Re: [PATCH v3] drm/amdgpu: annotate a false positive recursive locking

2020-08-11 Thread Christian König

Am 11.08.20 um 09:36 schrieb Chen, Guchun:

[AMD Public Use]


-   down_write(&adev->reset_sem);
+   if (hive) {
+   down_write_nest_lock(&adev->reset_sem, &hive->hive_lock);
+   } else
+   down_write(&adev->reset_sem);

Coding style nit pick: You should drop the {} here.

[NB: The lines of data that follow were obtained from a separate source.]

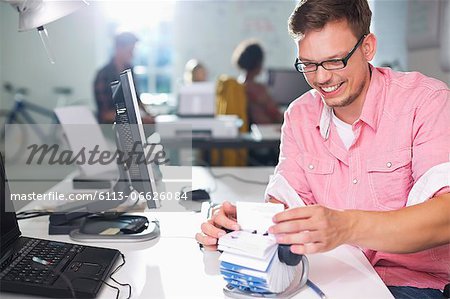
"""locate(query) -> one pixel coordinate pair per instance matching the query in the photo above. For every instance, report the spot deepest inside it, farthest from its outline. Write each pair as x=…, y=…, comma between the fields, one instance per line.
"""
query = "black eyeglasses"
x=332, y=64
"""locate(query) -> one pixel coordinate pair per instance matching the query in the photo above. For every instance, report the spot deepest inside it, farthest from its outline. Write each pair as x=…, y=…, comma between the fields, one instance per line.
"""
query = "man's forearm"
x=407, y=230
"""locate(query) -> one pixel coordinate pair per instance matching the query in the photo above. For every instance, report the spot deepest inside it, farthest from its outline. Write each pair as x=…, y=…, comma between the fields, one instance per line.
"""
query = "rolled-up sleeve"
x=431, y=133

{} could not be dropped here, as down_write_nest_lock Is one macro with 
multiple lines, otherwise, build error would say 'else' missed one previous 
'if'.
Instead of dropping, another {} should be added to else to include 
down_write(&adev->reset_sem), which makes the braces been balanced.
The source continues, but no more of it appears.